Por trás de cada imagem espetacular de um salto sobre o litoral de Itaipuaçu, existe um protocolo minucioso de preparação e segurança. A região de Maricá tornou-se um dos pontos mais procurados do estado do Rio de Janeiro para a prática do paraquedismo e do voo livre, atrativo que combina o azul do Oceano Atlântico com o relevo marcado pela Serra do Camburi e a famosa Pedra do Elefante. No entanto, para transformar essa experiência em uma lembrança inesquecível e isenta de riscos, é fundamental compreender a engrenagem que move a aventura e os cuidados indispensáveis antes de tirar os pés do chão.
A jornada de quem decide encarar o céu começa muito antes do momento da decolagem. Ao chegar ao ponto de partida, a pessoa passa por um treinamento. Nessa etapa, o instrutor repassa as posições corporais corretas para a saída da aeronave ou para a corrida na rampa, além de alinhar como deve ser a postura durante a descida e no momento exato da aterrissagem. Em seguida, é realizada a equipagem com o arnês, o sistema de tiras de alta resistência que conecta o passageiro ao piloto, passando por uma rigorosa dupla checagem dos equipamentos de reserva e conectores.
No paraquedismo, a experiência atinge seu ápice quando a aeronave atinge cerca de dez mil pés de altitude. O salto duplo proporciona aproximadamente quarenta segundos de queda livre a mais de duzentos quilômetros por hora, seguidos por cerca de seis minutos de navegação serena após a abertura do velame. Já no voo livre a partir da montanha, a dinâmica é caracterizada pela corrida em conjunto na rampa para que a asa ganhe sustentação no ar, resultando em um voo panorâmico e prolongado que aproveita as correntes térmicas da região antes de um pouso suave nas áreas descampadas ou na praia.
Apesar da acessibilidade para iniciantes, o salto exige atenção rigorosa a fatores físicos e de saúde. Pessoas com histórico de problemas cardíacos graves, lesões sérias na coluna ou cirurgias recentes devem passar por avaliação médica prévia. Gestantes não podem realizar a atividade em qualquer fase da gravidez.
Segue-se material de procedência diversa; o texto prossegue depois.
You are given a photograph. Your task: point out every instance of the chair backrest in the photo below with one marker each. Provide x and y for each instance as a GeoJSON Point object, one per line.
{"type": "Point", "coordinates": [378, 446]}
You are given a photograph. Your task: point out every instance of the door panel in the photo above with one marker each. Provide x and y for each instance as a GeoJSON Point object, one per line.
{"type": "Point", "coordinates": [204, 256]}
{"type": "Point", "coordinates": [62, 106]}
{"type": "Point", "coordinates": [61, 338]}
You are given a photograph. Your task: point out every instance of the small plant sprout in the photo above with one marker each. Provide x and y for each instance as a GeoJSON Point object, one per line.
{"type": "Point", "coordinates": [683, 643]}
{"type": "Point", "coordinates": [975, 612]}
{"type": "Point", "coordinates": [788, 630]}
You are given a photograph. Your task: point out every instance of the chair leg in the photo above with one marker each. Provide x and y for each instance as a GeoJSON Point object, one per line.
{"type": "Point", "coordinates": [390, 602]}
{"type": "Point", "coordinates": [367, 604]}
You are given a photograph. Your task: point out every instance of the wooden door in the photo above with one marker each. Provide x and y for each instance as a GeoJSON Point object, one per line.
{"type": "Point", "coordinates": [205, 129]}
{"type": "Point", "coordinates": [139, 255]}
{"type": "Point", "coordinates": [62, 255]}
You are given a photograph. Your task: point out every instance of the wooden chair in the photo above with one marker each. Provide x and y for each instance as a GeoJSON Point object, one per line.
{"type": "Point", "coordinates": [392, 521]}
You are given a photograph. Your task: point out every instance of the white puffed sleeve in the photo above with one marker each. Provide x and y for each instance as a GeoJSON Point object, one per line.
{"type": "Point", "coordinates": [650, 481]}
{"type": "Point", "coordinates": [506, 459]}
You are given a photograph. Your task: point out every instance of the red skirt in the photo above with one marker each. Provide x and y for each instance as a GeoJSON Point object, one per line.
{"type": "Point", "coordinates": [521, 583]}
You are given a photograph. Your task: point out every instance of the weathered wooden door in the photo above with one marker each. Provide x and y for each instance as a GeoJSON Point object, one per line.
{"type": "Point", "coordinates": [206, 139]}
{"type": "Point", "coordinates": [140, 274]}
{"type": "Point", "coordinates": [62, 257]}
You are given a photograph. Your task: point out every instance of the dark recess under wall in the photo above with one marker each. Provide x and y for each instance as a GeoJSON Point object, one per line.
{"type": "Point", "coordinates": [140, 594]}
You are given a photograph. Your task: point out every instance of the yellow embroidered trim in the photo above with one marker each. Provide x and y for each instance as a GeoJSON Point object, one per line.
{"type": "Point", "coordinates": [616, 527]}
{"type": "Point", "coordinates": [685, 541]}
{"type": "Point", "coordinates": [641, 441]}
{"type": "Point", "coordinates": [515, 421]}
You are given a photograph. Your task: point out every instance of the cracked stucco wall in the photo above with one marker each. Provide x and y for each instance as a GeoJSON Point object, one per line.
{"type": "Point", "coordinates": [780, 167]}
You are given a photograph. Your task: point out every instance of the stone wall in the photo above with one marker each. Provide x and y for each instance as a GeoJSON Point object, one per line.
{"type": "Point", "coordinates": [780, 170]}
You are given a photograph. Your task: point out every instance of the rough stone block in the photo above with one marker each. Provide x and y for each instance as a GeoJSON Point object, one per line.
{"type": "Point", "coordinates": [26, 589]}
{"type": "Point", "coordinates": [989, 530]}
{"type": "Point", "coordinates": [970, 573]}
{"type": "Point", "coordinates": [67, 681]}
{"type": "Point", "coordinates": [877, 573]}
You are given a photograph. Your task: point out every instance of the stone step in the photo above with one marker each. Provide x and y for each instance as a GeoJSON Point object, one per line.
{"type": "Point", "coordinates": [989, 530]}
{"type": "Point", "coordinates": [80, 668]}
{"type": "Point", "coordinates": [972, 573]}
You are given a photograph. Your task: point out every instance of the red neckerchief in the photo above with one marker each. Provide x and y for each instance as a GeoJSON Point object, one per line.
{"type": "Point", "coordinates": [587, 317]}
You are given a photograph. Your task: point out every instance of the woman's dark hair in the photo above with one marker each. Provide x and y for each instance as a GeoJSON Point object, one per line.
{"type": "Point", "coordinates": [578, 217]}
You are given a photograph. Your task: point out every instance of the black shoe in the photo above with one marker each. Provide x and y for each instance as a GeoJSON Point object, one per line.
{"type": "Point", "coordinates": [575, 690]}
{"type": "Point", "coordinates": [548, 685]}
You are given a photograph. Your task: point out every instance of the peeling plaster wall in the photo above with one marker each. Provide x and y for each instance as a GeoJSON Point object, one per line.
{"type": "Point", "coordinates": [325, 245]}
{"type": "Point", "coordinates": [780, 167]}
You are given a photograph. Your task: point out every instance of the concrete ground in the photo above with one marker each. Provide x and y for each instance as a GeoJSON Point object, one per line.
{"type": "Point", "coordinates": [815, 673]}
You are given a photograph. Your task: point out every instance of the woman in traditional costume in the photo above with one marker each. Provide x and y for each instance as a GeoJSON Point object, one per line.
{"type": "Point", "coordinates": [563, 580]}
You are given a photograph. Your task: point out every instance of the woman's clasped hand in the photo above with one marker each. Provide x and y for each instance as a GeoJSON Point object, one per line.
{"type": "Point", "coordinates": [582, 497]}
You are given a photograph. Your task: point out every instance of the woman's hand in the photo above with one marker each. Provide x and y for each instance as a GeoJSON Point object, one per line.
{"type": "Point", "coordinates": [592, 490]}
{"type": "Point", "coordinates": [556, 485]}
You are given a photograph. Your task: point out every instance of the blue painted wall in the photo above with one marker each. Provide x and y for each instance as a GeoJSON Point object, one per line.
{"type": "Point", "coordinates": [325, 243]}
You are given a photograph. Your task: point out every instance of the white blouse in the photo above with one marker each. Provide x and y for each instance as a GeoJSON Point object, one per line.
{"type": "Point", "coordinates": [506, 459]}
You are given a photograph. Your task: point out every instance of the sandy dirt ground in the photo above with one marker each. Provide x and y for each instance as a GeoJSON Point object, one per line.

A preparação no dia do voo também demanda responsabilidade simples, mas determinantes para o bem-estar durante a jornada. Recomenda-se fazer refeições leves antes de saltar, uma vez que o jejum prolongado ou o consumo de alimentos pesados são as principais causas de enjoos durante o voo. O consumo de bebidas alcoólicas é expressamente proibido nas horas que antecedem a atividade. Quanto ao vestuário, o uso de tênis bem amarrados e roupas esportivas confortáveis é obrigatório, devendo-se evitar qualquer acessório solto como anéis, correntes ou óculos sem fixador.
Por último, a meteorologia reina soberana sobre qualquer esporte aéreo. Rajadas de vento fora dos limites de segurança, neblina densa ou chuva podem causar o adiamento do salto, uma decisão técnica que deve ser sempre respeitada pelo praticante. Ao escolher operadores credenciados pelas federações nacionais de paraquedismo e voo livre e seguir todas as orientações da equipe, a experiência de contemplar Itaipuaçu de uma perspectiva privilegiada torna-se uma das jornadas mais marcantes e seguras que o turismo de aventura fluminense tem a oferecer.